Pope Francis to celebrate Holy Thursday with prisoners
Pope Francis will celebrate the Holy Thursday Mass of the Lord’s Supper with prisoners in Velletri, about 36 miles south of Rome. The Pope will celebrate the Mass and the foot-washing ritual at the Velletri Correctional Facility on April 18, the Vatican announced last week.
The late-afternoon visit will include a meeting with prisoners, prison staff, police and local leaders, as well as an exchange of gifts with the head of the facility.
The Pope is to wash the feet of 12 prisoners, the Vatican said.
Pope Francis has made it a tradition to celebrate the Holy Thursday Mass with people who could not come to the Vatican or the Basilica of St John Lateran for the celebrations.
In his first year as Pope in 2013, he chose a juvenile detention facility to celebrate Holy Thursday. The next year he washed the feet of people with severe physical handicaps at a rehabilitation center. That was followed by men and women detainees at Rome’s Rebibbia prison in 2015, refugees in 2016, inmates at a jail in the Italian town of Paliano in 2017, and prisoners at Rome’s ‘Regina Coeli’ jail in 2018.
Religions join together in promoting dignity and peace, Pontiff says
Reflecting upon his recent apostolic journey to Morocco, Pope Francis said that God desires a greater sense of fraternity among Catholics and Muslims as “brother children of Abraham”.
“Some may ask, ‘But why does the Pope visit the Muslims and not only the Catholics?’” Pope Francis said in St Peter’s Square. “With Muslims, we are descendants of the same father, Abraham,” he said. “What God wants is fraternity between us in a special way,” he added, noting that this was the motive behind his travels.
Pope Francis offered thanks to God that his trip to the Moroccan capital of Rabat March 30-31 was “another step on the path of dialogue and encounter with our Muslim brothers and sisters”.
On his first day in Morocco, Pope Francis signed an ‘Appeal for Jerusalem’ with the Moroccan King Mohammed VI. The joint-declaration called for Jerusalem to be preserved as a “peaceful place of meeting for the three monotheistic religions”, the Pope explained.
Religions have the essential role of “defending human dignity and promoting peace, justice and care for creation, that is our home common”, Francis said.

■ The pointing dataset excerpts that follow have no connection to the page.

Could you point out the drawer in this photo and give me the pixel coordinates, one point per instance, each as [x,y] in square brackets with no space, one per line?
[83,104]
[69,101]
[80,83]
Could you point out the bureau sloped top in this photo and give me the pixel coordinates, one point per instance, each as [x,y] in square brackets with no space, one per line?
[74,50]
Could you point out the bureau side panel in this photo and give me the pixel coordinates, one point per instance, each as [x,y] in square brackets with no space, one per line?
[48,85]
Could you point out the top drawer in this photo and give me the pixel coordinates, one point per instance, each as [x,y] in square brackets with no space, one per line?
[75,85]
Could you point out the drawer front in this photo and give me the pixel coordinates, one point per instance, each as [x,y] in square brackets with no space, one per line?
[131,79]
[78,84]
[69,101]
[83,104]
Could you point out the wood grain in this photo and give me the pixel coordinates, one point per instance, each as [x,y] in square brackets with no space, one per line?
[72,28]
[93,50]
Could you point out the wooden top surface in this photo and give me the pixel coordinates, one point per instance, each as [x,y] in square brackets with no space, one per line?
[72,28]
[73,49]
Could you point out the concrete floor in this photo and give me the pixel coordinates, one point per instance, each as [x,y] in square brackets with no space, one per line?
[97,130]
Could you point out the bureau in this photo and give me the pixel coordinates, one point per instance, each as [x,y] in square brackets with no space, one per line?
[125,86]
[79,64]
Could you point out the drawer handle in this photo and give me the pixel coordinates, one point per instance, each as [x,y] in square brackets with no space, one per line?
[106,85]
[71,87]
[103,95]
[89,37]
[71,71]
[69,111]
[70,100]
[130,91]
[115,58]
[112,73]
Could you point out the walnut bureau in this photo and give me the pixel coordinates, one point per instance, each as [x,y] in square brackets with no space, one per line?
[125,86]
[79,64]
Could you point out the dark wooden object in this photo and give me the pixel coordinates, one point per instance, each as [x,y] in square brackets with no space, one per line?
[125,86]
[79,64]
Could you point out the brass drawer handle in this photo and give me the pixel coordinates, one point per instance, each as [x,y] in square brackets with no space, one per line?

Vatican upholds verdict after archbishop appeals abuse allegations
The Congregation for the Doctrine of the Faith have announced that, following an appeal, the Vatican’s court has upheld last year’s verdict finding an archbishop in Guam guilty of abuse of minors.
A release from the CDF on April 4 said that Archbishop Anthony Apuron (73), was found “guilty of delicts against the Sixth Commandment with minors”. The decision, made February 7, is considered final.
Archbishop Apuron was sentenced to privation of the office of Archbishop of Agana and forbidden from using the insignia attached to the rank of bishop, such as the mitre and ring. He is also forbidden from living within the jurisdiction of the archdiocese. He was not removed from ministry or from the clerical state, nor has he been assigned to live in prayer and penance.
Archbishop Apuron was in March 2018 found guilty of “certain” unspecified charges and he immediately filed an appeal.
Having been found guilty of sexual abuse of minors, the penalty levelled against him is unusual – often a cleric found guilty of such crimes would be removed from the clerical state.